Financial technology company, TurboTax, QuickBooks, Credit Karma, Mailchimp, small business software, tax preparation, accounting, payments, payroll, marketing, AI agents, and personal finance
Intuit
Intuit is a financial technology company behind TurboTax, QuickBooks, Credit Karma, and Mailchimp. Its products help consumers file taxes, track credit and financial choices, while helping small and mid-market businesses manage accounting, payroll, payments, customer relationships, and marketing.
What Intuit is
Intuit builds software for money tasks that many people and small businesses find stressful: taxes, bookkeeping, payroll, invoices, payments, credit choices, and marketing. Its products sit between complex financial rules and everyday users who want guidance, automation, and confidence without becoming accountants or tax experts themselves.
Consumer finance
For consumers, Intuit is most visible through TurboTax and Credit Karma. TurboTax helps people prepare and file taxes, including assisted options with human experts. Credit Karma focuses on credit scores, financial product matching, debt visibility, and money decisions across the year. Together, they give Intuit a large consumer financial data and advice surface.
Business platform
QuickBooks began as accounting software and has grown into a broader platform for small and mid-market businesses. A business may use it for invoices, expenses, payroll, payments, bill pay, banking connections, reporting, taxes, and cash-flow decisions. Intuit’s goal is to make those workflows feel connected rather than scattered across separate tools.
Mailchimp and customers
Mailchimp adds marketing and customer engagement to Intuit’s business platform. That matters because many small businesses do not only need books and payroll; they also need to find customers, send campaigns, manage lists, track sales, and understand what marketing activity turns into revenue. The combination links back-office finance with front-office growth.
AI and expert help
Intuit increasingly describes itself as an AI-driven expert platform. The practical idea is to combine software automation, machine learning, generative AI agents, and human experts so customers can finish tasks faster and make better decisions. In finance, that requires careful design because wrong tax, payroll, credit, or cash-flow advice can have real consequences.
Data and trust
Financial software depends on sensitive data: income, expenses, bank feeds, tax forms, payroll records, credit information, invoices, and customer lists. Intuit’s scale gives it useful signals, but also raises privacy, security, fairness, and transparency questions. Customers need to know what is automated, what is advice, what is advertising, and how their data is protected.

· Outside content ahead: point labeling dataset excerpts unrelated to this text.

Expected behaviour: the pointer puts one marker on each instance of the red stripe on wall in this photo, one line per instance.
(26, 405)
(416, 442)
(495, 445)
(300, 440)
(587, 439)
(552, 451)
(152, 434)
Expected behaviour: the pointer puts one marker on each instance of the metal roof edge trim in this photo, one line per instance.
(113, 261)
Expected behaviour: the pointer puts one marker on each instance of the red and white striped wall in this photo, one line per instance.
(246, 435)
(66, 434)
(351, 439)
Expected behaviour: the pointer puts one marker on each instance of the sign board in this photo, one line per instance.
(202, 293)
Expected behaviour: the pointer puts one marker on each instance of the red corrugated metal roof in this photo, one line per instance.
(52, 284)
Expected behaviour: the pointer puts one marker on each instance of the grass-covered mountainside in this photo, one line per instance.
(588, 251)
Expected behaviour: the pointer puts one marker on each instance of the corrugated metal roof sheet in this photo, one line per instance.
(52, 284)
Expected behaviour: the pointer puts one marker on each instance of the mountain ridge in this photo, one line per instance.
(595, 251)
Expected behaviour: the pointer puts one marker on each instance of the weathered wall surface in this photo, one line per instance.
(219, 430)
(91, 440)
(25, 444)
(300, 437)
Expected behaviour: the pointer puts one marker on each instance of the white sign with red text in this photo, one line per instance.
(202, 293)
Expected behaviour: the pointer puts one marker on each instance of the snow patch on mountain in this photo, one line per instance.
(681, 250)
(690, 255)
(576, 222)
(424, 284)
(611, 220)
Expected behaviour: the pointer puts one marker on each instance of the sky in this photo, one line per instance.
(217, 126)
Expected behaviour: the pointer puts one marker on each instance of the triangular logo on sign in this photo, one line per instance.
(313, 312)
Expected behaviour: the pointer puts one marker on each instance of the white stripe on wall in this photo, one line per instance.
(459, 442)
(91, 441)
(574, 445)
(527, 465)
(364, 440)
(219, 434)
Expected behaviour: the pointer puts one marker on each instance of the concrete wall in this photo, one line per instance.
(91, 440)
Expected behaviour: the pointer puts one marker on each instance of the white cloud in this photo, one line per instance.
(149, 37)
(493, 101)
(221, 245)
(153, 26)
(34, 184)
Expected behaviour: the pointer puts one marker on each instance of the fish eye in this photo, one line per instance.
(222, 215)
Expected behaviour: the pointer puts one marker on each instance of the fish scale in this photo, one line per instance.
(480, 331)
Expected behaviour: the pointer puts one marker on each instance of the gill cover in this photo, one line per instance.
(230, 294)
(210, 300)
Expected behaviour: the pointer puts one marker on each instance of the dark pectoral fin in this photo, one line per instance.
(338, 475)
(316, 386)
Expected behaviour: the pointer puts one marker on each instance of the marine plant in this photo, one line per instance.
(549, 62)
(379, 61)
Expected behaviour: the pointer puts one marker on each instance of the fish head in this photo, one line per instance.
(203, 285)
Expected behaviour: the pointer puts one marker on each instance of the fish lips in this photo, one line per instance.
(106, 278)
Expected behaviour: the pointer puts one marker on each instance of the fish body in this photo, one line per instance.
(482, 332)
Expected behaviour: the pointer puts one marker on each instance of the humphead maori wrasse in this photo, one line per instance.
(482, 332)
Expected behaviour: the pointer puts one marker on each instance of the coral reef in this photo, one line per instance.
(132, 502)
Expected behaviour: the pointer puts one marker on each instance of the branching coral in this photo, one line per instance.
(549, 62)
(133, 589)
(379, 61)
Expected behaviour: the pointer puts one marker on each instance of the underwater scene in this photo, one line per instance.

Competition and regulation
Intuit competes with accounting platforms, tax software, banks, payroll providers, fintech apps, marketing platforms, and government filing options. Regulation is part of the terrain: tax rules, consumer finance rules, data protection, payments compliance, and advertising standards can all shape product design and business models.
Why it matters
Intuit matters because financial administration quietly shapes daily economic life. A tax refund, payroll run, credit decision, invoice, or payment delay can change how much cash a household or business has available. Intuit shows how software companies turn complicated financial systems into guided workflows, and how much responsibility comes with that role.